Running Time: 88 minutes

UK Certificate: 15

For those, like myself, who spent their childhoods holidaying in the North of England, there always seemed to be something missing. I always thought it was consistent weather, out of the ordinary experiences and bikini babes but according to Ben Wheatley’s Sightseers, it turns out it was just a bit of harmless serial killing.

This brilliant British black comedy stars Alice Lowe and Steve Oram as Chris and Tina, an oddball couple who escape Tina’s domineering mother and go caravaning across the North of England. What starts as an adrenalin-fueled tour of such incredible sights as the Crich Tramway and Keswick Pencil Museums snowballs into a gruesome killing spree that could end up making or breaking their holiday.

Sightseers starts pretty shakily but it more than sufficiently recovers by following a full-blown policy of escalation. The comedy gets darker and darker and the plot gets wildly out of hand as every drop of substance is wrung out of not just the serial killing Average Joes storyline but also classic Brits on holiday situations. Every time you think that Wheatley and Lowe and Oram, as writers and stars, have pushed the boundaries as far they can, they go further but always in a unique, very humorous and strangely believable way.

There’s also the impressive cinematography which is understated but also very well executed as the tour through the Lake District proves an excellent accompaniment to the action, spectrum of classic English scumbag characters and incredible on-the-ball dialogue.

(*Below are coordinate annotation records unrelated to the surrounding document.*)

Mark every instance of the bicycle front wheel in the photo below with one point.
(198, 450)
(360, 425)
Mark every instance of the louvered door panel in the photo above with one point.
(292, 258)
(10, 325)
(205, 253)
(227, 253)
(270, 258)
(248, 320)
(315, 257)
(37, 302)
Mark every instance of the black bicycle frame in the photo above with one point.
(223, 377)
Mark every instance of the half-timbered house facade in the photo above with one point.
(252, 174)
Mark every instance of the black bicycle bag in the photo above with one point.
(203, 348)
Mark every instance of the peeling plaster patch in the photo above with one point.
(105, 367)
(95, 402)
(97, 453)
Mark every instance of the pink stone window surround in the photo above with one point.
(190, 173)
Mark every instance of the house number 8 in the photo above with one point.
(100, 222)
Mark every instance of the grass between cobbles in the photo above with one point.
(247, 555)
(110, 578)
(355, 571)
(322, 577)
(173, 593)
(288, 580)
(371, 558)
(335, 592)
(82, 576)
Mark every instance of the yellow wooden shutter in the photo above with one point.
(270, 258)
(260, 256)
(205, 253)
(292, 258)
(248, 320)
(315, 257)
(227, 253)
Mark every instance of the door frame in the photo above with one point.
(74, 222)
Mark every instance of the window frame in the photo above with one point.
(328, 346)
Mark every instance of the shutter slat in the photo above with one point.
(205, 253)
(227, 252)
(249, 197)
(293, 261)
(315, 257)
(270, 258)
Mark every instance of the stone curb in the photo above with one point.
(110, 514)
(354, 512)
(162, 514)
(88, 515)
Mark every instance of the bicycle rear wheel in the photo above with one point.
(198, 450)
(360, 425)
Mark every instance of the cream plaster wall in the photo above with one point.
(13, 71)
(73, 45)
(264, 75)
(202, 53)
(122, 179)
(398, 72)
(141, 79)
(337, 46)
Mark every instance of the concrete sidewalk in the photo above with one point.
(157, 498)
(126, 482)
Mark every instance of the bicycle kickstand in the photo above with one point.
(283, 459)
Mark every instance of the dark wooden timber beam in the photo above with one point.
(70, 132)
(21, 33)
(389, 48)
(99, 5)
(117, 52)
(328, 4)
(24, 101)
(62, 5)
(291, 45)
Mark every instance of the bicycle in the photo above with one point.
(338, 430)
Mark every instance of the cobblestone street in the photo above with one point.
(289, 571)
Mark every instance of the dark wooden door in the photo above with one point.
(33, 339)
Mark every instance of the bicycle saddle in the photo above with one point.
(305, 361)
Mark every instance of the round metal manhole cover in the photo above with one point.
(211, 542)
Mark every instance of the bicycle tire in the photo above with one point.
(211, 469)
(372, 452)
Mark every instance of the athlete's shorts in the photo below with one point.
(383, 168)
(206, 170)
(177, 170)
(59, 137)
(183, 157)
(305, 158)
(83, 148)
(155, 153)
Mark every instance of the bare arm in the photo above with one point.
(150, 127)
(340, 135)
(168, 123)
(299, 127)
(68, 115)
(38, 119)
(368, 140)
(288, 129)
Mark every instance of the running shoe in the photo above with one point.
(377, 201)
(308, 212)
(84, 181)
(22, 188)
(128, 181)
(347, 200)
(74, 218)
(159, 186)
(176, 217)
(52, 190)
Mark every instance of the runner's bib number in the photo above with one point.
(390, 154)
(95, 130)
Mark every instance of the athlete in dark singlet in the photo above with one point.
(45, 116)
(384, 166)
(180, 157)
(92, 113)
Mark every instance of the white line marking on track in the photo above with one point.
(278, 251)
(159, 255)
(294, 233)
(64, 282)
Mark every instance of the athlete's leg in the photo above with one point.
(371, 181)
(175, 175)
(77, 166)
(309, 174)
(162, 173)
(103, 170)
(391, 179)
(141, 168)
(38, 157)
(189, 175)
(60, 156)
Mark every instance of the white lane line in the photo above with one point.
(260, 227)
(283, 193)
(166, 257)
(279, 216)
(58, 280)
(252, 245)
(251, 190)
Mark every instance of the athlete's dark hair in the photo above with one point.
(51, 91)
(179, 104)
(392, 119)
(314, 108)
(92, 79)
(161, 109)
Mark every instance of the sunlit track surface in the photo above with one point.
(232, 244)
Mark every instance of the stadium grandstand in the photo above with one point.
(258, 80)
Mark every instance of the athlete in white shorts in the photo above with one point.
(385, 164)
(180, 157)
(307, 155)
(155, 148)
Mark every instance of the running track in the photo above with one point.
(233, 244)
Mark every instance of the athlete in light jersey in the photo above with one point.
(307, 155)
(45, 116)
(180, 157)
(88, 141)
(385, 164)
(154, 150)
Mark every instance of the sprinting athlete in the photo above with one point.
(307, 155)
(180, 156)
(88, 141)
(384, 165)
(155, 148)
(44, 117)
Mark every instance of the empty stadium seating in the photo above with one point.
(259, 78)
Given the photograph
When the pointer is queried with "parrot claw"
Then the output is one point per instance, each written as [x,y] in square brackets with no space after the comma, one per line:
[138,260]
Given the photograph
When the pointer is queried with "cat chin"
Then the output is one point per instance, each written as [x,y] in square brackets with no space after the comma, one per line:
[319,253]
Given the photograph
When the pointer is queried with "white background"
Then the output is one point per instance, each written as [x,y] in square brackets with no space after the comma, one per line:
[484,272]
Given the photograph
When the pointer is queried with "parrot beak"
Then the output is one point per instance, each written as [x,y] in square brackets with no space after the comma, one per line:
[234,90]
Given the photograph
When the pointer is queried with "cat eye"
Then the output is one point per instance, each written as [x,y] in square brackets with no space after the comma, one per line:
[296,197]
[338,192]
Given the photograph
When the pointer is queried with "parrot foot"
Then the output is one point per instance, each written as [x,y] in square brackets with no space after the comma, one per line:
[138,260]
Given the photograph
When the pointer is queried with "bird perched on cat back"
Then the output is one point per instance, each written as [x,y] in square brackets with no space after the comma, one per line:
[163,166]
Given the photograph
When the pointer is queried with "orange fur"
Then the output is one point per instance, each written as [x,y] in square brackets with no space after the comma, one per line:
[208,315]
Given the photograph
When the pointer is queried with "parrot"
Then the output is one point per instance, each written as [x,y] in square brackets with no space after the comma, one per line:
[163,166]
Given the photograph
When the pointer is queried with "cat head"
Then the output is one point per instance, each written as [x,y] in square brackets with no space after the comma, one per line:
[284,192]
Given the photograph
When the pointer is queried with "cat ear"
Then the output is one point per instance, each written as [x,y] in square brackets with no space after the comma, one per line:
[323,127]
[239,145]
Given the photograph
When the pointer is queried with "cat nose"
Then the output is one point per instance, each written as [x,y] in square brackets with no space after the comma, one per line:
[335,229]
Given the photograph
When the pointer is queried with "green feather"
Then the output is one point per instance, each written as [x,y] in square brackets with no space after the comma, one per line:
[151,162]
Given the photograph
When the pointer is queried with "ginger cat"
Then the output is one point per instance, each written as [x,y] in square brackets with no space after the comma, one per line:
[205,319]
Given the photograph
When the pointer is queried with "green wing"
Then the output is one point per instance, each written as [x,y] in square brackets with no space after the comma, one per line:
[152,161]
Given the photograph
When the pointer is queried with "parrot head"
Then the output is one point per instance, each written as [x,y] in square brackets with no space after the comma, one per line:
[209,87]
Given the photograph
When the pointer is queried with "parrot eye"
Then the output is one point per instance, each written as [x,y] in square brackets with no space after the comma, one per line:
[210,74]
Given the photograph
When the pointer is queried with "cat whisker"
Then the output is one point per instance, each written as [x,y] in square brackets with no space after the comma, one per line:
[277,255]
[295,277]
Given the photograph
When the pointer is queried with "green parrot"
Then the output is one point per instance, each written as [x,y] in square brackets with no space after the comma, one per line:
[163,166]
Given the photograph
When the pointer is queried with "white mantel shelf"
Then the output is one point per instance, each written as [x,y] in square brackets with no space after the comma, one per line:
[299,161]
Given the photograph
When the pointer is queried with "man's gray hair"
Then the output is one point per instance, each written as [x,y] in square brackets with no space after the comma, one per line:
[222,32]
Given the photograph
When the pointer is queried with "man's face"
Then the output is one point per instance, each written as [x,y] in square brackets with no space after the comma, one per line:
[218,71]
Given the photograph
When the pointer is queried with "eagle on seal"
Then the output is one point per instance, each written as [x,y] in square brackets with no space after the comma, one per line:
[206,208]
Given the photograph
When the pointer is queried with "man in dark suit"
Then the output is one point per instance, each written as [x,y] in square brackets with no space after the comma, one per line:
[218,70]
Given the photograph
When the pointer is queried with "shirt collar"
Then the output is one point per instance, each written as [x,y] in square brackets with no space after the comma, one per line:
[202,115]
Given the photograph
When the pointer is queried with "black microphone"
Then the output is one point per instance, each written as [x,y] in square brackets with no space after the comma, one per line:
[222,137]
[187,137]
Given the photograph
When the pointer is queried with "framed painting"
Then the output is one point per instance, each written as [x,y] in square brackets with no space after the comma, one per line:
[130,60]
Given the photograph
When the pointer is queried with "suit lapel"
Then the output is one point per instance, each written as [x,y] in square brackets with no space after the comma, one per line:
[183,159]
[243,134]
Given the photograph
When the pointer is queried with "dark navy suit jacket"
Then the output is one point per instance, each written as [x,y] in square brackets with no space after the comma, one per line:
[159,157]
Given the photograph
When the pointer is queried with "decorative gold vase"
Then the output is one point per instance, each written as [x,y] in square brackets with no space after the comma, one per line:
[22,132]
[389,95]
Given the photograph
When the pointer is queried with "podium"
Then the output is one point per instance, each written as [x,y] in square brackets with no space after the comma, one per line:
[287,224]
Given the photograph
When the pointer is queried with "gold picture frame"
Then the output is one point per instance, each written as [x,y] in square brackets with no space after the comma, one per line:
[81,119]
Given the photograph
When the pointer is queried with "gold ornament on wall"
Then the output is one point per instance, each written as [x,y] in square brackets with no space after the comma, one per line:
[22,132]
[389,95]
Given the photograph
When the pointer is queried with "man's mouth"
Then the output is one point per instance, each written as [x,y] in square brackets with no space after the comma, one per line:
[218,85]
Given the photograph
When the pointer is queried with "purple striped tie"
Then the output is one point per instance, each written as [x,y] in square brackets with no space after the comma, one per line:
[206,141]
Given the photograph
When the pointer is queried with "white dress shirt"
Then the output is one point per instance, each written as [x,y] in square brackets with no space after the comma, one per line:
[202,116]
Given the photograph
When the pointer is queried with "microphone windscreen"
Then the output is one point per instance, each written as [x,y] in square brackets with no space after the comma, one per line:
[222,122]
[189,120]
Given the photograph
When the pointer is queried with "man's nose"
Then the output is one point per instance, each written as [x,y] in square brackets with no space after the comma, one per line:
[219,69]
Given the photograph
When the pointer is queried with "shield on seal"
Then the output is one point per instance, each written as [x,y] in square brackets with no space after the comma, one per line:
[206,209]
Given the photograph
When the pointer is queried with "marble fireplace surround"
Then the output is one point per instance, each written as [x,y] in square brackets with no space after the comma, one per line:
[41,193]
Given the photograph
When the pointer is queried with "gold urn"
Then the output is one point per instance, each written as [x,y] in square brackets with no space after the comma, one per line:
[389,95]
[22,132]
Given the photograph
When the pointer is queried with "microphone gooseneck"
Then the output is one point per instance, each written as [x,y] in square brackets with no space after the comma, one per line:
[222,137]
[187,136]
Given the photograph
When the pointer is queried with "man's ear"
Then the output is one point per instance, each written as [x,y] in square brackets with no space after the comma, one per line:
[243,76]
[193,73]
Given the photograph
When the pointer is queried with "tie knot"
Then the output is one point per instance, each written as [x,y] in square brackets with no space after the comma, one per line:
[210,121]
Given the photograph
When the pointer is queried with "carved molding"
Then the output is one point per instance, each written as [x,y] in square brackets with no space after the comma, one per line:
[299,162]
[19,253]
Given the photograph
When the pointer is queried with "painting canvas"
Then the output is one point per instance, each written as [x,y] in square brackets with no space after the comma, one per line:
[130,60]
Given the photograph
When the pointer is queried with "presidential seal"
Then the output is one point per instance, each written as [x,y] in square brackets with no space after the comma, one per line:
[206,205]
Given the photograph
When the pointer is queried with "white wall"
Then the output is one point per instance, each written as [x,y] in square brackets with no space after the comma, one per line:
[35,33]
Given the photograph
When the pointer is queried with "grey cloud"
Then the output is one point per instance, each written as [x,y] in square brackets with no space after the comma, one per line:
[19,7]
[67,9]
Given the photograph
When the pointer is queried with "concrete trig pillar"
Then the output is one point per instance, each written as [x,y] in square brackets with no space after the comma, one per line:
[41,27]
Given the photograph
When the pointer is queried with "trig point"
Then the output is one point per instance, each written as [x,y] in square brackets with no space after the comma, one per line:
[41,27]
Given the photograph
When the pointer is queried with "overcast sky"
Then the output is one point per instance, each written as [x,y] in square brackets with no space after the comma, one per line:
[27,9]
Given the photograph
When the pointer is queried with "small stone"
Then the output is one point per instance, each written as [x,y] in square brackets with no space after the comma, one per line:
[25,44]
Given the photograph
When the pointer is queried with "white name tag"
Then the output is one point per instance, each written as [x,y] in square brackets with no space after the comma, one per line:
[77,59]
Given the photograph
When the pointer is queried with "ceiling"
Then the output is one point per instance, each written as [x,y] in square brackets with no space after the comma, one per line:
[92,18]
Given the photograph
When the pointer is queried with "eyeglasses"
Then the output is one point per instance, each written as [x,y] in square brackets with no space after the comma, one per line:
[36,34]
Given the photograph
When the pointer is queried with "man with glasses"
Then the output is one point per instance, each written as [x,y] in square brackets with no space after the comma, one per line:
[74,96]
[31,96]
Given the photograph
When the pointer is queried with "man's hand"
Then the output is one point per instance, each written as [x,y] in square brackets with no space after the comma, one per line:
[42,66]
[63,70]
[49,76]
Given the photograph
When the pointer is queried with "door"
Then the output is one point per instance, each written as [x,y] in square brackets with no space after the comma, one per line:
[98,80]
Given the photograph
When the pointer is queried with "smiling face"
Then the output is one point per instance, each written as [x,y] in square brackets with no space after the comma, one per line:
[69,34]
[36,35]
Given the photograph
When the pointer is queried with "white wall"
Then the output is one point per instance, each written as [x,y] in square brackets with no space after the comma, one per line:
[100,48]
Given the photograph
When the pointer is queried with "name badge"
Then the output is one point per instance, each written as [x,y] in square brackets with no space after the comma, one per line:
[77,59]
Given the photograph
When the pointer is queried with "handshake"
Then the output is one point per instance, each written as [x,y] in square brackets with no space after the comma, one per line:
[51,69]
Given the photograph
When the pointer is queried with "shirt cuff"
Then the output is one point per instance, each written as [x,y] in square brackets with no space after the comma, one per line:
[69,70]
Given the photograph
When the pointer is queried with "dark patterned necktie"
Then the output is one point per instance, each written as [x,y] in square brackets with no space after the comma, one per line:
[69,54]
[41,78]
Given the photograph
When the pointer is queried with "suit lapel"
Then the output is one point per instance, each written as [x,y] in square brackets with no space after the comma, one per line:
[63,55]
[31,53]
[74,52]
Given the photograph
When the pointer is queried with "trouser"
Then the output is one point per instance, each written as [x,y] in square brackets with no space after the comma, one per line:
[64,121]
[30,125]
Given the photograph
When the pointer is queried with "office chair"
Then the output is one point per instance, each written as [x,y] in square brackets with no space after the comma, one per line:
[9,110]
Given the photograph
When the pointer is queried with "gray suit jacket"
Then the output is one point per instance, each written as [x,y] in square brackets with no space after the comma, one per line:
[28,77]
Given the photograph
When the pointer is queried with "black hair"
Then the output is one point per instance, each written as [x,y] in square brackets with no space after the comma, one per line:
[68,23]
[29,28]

As was seen with Skyfall recently, there’s something unique about the pairing of the British countryside with drab weather that can be so atmospherically and aesthetically pleasing and which you just don’t get in the usual locations that are bathed in that fiery ball some call the sun.

Get past the opening sequence, let Sightseers immerse you and you will laugh.

It's Got: Very funny dialogue, originality, lovely cinematography

It Needs: A little open-mindedness and patience to get into the good stuff


You can’t get any darker than this excellent British black comedy that immerses you in a holiday that’s much more interesting than yours.